As 5 coisas mais agradáveis e desagradáveis de tocar, segundo a ciência

3/11/2020 01:29 - Modificado em 3/11/2020 01:32

O tato é um sentido que não se pode eliminar e não deve ser de todo subestimado.

© Shutterstock

“Acho que subestimamos a importância do contacto físico na nossa interação social. O toque humano é chave para a nossa sobrevivência. Está no nosso ADN”, conta Robin Dunbar, psicólogo evolutivo, em entrevista à BBC News. 

O tato é o primeiro sentido que o ser humano desenvolve. No útero, o feto sente-o antes de conseguir ouvir, cheirar ou saborear. E, se por exemplo, a gravidez for de gémeos, os bebés podem tocar-se. 

Mais ainda, é o sentido que detém o mais vasto órgão sensorial do corpo, nomeadamente a pele, que alcança cerca de 2 metros quadrados.

“Quando tocamos noutras pessoas, o cérebro processa o ato com diferentes mecanismos”, afirma à BBC Katerina Fotoloulou, professora de Neurociência Psicodinâmica.

Os sensores presentes na pele permitem-nos experienciar dor, pressão, vibração, prazer ou temperatura. Adicionalmente, tocar e sentir o toque alheio liberta endorfinas. 

O estudo

O estudo denominado The Touch Test, foi levado a cabo pela BBC e pela organização Wellcome Collection, que teve ínicio em janeiro até ao fim de março, pouco tempo depois do lockdown ter sido implantado no Reino Unido. 

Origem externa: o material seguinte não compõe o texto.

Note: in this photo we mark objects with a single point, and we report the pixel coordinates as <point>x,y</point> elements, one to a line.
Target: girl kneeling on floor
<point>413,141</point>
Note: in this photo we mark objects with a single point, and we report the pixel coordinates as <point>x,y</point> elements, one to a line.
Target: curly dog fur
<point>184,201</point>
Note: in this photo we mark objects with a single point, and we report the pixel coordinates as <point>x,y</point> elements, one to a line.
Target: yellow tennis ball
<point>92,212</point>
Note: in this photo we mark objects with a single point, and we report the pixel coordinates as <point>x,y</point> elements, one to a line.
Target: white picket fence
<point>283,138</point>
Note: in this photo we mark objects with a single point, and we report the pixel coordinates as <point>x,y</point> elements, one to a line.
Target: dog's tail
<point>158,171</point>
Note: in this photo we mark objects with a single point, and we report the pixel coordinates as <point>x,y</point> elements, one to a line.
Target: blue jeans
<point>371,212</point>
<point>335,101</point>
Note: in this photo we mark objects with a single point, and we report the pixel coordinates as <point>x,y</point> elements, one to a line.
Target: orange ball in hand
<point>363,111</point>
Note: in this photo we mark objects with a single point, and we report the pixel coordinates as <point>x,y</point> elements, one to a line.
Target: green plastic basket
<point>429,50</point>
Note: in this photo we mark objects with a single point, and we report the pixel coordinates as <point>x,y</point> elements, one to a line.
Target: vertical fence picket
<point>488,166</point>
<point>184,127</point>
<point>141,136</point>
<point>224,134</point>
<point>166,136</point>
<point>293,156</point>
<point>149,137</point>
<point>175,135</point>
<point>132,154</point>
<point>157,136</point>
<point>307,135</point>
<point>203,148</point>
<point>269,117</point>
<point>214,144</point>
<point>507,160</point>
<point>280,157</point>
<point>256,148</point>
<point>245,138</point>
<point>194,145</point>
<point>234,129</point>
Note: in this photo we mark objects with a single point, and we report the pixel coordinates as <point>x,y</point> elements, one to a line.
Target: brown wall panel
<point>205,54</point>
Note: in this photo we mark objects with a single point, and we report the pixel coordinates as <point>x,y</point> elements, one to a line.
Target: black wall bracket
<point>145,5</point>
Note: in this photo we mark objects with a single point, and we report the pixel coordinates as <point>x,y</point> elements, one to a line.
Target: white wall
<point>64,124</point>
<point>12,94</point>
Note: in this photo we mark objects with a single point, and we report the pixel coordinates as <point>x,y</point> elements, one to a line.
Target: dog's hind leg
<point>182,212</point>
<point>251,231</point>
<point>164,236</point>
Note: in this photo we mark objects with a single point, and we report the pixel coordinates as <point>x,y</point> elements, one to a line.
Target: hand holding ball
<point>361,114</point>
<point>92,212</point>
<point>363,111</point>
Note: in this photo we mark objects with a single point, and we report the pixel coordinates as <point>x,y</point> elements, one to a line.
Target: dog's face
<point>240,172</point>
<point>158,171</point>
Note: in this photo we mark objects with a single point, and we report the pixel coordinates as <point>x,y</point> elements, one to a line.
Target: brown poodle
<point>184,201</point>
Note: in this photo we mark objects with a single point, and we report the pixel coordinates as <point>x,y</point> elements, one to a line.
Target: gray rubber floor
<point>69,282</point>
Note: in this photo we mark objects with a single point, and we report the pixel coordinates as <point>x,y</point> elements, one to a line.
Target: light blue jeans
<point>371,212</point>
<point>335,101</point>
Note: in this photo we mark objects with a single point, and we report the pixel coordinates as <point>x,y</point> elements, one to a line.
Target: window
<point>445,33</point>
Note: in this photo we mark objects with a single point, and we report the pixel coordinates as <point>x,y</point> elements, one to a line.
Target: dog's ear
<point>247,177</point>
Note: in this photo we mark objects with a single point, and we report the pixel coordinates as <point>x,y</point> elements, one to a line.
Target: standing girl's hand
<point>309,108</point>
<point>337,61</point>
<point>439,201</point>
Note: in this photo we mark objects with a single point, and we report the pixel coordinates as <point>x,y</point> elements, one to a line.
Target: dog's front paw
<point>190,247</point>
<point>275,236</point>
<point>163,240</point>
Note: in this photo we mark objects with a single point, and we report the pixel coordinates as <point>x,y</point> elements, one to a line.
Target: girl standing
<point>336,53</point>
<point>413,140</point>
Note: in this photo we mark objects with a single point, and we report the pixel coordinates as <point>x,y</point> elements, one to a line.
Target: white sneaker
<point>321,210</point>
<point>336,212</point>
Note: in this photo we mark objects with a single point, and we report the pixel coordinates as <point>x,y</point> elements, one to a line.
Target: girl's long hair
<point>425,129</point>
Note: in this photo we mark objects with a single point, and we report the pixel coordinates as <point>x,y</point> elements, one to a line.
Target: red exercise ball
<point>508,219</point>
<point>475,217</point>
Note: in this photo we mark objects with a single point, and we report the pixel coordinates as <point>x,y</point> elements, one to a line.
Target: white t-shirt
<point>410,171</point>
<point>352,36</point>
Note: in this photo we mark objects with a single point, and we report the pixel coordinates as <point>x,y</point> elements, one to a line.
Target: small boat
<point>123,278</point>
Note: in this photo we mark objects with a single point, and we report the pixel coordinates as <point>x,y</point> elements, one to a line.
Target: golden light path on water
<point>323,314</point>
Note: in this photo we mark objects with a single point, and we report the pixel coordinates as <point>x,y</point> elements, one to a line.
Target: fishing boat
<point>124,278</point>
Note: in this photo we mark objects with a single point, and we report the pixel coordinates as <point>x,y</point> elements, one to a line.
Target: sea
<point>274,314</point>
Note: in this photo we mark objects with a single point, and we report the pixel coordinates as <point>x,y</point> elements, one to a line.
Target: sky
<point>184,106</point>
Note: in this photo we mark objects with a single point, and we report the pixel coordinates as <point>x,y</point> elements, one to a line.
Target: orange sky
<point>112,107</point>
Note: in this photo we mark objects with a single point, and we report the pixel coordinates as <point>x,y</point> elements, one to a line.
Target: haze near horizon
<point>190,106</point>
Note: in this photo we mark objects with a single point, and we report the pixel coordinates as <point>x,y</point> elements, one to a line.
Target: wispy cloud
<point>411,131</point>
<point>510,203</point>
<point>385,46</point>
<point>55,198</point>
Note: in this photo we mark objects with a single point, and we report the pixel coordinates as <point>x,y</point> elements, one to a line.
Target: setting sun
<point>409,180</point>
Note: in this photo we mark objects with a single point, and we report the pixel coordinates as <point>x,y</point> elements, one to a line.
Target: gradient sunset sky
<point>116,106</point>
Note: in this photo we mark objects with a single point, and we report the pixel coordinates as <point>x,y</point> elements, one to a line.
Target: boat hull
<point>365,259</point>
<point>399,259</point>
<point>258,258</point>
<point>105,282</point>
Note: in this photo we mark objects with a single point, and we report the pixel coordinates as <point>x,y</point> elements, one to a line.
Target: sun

Os investigadores contaram com a participação de mais de 40 mil voluntários de 112 países distintos. 

Após a conclusão do estudo, os investigadores concluíram que 72% dos participantes gostavam de ser tocados ou de tocar noutras pessoas, contrariamente a 27% que experienciavam sensações negativas devido ao toque.

Curiosamente, as pessoas que apreciavam o toque interpessoal tendiam a ser mais extrovertidas, a ter níveis mais elevados de bem-estar e a sentir menos solidão.

Os dados apurados sugerem o quanto o ser humano, em geral, valoriza o contacto físico consentido, algo que se torna complicado em tempos da pandemia da Covid-19 que está a assolar o mundo. 

“Numa situação na qual não podemos tocar as pessoas que normalmente tocaríamos na nossa vida quotidiana, não é que tudo vá desmoronar instantaneamente. Mas os nossos sentimentos de conexão, empatia e confiança vão começam a degradar-se lentamente”, diz Linden. O problema é comummente designado pelos especialistas como ‘fome de pele’ ou ‘sede de pele’.

E, conforme explica a BBC News, entre as muitas informações recolhidas neste estudo destacam-se dados particularmente curiosos!

Estas são as coisas que as pessoas mais gostam de tocar:

1. Pelo animal;

2. Veludo;

3. Seda;

4. Algodão;

5. Pele humana. 

E as cinco coisas que as pessoas menos gostam de tocar?

1. Coisas viscosas;

2. Papel de lixa;

3. Nylon;

4. Lã;

5. Metal. 

O conceito de ‘carícia perfeita’

De acordo com o mesmo estudo, quando um braço é acariciado, pressionado ou apertado, a pessoa é capaz de identificar corretamente o que o outro estava a tentar comunicar em até 83% dos casos, desde emoções que incluem raiva, gratidão, amor, medo, desgosto ou empatia.

E há mesmo uma uma carícia à qual estamos biologicamente mais programados para sentir prazer e bem-estar, e que obedece às seguintes condições: tem que ser rápida, a uma velocidade de exatamente 2,5 cm por segundo, sem ser forte ou suave demais.